Lloyd’s List: LNG Spot Market to Stay at 30% for Foreseeable Future
29 June 2016: “No rise is anticipated in spot market’s share of total LNG trade, due to the needs of cargo buyers and sellers, Poten & Partners forecasts. Spot and short-term charters in liquefied natural gas shipping are expected to remain at about 30% of total LNG shipping for the foreseeable future, rather than rise higher, according to Poten & Partners.The remaining 70% will continue to be held by longer-term charter contracts of more than five years, Poten & Partners LNG analyst Amokeye Adede told Lloyd’s List. While some experts have suggested the LNG spot and short-term market might gradually rise to as much as 40% or 45%, Ms Adede’s conviction of around 30% is based on two crucial factors: longer-term contracts provide security for the LNG buyer; and the LNG seller’s project development costs must be supported,particularly when it comes to securing financing. ‘We don’t anticipate the share of the spot trade rising,’ she said.

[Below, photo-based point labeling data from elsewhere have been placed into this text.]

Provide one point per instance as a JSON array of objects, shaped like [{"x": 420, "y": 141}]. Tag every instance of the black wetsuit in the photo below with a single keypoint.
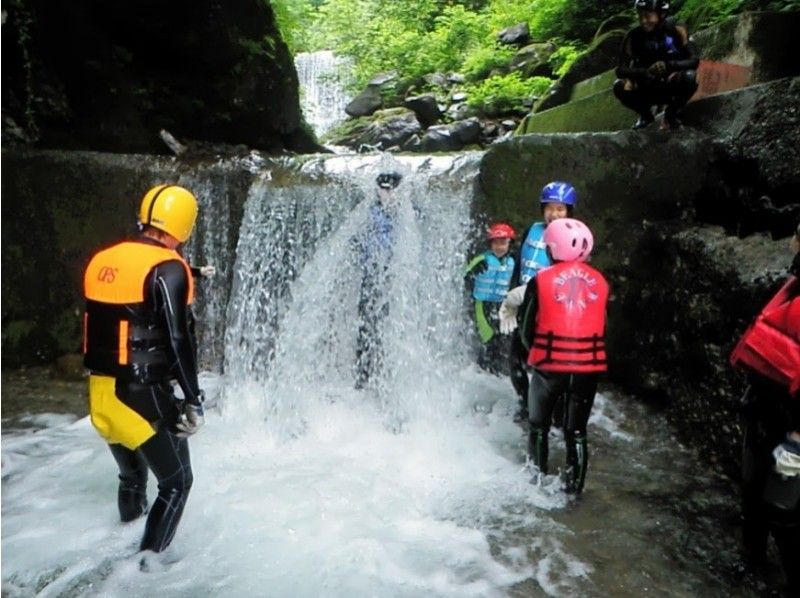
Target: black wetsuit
[
  {"x": 674, "y": 88},
  {"x": 546, "y": 388},
  {"x": 769, "y": 413},
  {"x": 168, "y": 338}
]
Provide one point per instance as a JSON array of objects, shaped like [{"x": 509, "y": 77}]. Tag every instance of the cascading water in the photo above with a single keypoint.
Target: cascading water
[
  {"x": 294, "y": 311},
  {"x": 323, "y": 81}
]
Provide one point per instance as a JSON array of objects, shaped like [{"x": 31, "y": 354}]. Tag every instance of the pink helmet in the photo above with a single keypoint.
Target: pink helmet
[{"x": 569, "y": 240}]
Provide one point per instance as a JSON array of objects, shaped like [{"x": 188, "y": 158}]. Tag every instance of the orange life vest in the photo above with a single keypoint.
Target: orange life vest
[
  {"x": 569, "y": 332},
  {"x": 771, "y": 346},
  {"x": 121, "y": 335}
]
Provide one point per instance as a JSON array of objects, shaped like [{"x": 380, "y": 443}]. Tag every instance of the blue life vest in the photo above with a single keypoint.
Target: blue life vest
[
  {"x": 377, "y": 238},
  {"x": 492, "y": 284},
  {"x": 533, "y": 255}
]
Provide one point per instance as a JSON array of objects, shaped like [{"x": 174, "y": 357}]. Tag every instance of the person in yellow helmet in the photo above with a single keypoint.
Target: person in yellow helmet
[{"x": 138, "y": 338}]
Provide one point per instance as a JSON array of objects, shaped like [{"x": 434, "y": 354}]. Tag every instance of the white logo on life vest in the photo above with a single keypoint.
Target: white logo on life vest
[{"x": 575, "y": 288}]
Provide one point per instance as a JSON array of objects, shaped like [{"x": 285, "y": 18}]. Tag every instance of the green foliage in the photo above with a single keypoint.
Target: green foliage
[
  {"x": 480, "y": 62},
  {"x": 293, "y": 18},
  {"x": 417, "y": 37},
  {"x": 504, "y": 94}
]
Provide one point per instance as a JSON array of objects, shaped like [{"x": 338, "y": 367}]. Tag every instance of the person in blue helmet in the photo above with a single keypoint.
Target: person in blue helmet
[
  {"x": 558, "y": 200},
  {"x": 488, "y": 276},
  {"x": 657, "y": 66},
  {"x": 374, "y": 248}
]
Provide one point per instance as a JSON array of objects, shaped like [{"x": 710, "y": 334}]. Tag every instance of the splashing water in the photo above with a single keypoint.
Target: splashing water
[{"x": 412, "y": 485}]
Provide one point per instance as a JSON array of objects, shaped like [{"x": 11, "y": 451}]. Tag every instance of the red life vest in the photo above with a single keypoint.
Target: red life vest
[
  {"x": 771, "y": 346},
  {"x": 569, "y": 333}
]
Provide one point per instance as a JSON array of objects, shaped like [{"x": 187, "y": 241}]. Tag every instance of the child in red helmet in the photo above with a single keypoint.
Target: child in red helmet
[{"x": 489, "y": 276}]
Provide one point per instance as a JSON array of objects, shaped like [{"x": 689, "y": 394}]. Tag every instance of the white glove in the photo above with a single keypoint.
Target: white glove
[
  {"x": 787, "y": 458},
  {"x": 515, "y": 296},
  {"x": 508, "y": 318},
  {"x": 207, "y": 271},
  {"x": 191, "y": 418}
]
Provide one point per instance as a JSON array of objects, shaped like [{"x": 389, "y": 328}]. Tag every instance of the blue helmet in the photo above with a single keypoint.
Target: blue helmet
[{"x": 559, "y": 191}]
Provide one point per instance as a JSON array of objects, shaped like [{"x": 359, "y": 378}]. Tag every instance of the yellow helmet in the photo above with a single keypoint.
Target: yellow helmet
[{"x": 170, "y": 208}]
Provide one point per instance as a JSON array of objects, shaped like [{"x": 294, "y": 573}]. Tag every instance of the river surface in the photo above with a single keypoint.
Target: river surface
[
  {"x": 651, "y": 521},
  {"x": 309, "y": 483}
]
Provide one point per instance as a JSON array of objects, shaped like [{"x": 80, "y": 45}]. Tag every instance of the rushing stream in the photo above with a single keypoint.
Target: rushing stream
[{"x": 414, "y": 485}]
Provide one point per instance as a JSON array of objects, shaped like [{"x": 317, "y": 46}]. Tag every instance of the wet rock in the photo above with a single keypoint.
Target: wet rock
[
  {"x": 425, "y": 107},
  {"x": 69, "y": 367},
  {"x": 108, "y": 77},
  {"x": 445, "y": 138},
  {"x": 623, "y": 22},
  {"x": 601, "y": 56},
  {"x": 532, "y": 60},
  {"x": 518, "y": 35},
  {"x": 757, "y": 40},
  {"x": 691, "y": 291}
]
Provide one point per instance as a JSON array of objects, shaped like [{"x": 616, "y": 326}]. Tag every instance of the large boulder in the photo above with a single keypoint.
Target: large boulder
[
  {"x": 447, "y": 138},
  {"x": 760, "y": 41},
  {"x": 385, "y": 129},
  {"x": 689, "y": 293},
  {"x": 365, "y": 103},
  {"x": 426, "y": 107},
  {"x": 758, "y": 159},
  {"x": 110, "y": 76}
]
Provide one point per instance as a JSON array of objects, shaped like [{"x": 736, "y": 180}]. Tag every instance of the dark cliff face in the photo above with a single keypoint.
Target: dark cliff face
[{"x": 87, "y": 74}]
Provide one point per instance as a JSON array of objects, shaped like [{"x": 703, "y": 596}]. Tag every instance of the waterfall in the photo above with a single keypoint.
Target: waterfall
[
  {"x": 293, "y": 317},
  {"x": 323, "y": 81}
]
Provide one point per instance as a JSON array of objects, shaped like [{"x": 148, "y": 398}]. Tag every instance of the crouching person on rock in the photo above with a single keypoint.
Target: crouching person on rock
[{"x": 137, "y": 339}]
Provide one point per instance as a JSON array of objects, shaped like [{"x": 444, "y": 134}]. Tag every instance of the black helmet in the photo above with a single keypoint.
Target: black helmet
[
  {"x": 661, "y": 6},
  {"x": 388, "y": 180}
]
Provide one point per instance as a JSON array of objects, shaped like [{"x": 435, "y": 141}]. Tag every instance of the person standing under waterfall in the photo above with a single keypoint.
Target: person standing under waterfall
[
  {"x": 489, "y": 276},
  {"x": 138, "y": 338},
  {"x": 657, "y": 66},
  {"x": 769, "y": 351},
  {"x": 563, "y": 327},
  {"x": 374, "y": 247},
  {"x": 557, "y": 200}
]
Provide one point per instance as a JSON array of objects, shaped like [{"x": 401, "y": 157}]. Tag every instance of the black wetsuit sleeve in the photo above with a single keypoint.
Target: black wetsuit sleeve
[
  {"x": 688, "y": 59},
  {"x": 170, "y": 288},
  {"x": 526, "y": 316},
  {"x": 625, "y": 70},
  {"x": 518, "y": 260}
]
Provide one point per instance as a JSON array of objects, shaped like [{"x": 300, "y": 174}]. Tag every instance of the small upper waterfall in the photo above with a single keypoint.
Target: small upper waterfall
[{"x": 323, "y": 81}]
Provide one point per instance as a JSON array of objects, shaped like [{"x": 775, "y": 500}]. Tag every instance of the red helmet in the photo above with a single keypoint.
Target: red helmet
[{"x": 501, "y": 230}]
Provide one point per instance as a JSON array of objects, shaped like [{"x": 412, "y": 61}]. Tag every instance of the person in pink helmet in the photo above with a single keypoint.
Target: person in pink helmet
[{"x": 562, "y": 322}]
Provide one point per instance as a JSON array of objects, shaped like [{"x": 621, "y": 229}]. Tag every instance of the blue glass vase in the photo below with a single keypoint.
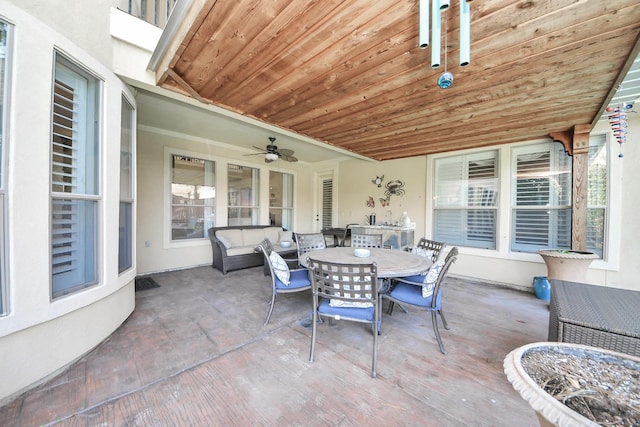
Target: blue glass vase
[{"x": 542, "y": 287}]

“…While the short-term market will stay at 30%, the length of voyages will grow, according to Ms Adede. “’The average trade is longer than it was before,’ she said. Highlighting this development, it now takes 1.1 ships to move 1m tonnes, but this is anticipated to climb to 1.4 ships to move 1m tonnes by 2025, she forecast, based on a ship size of 160,000 cum.”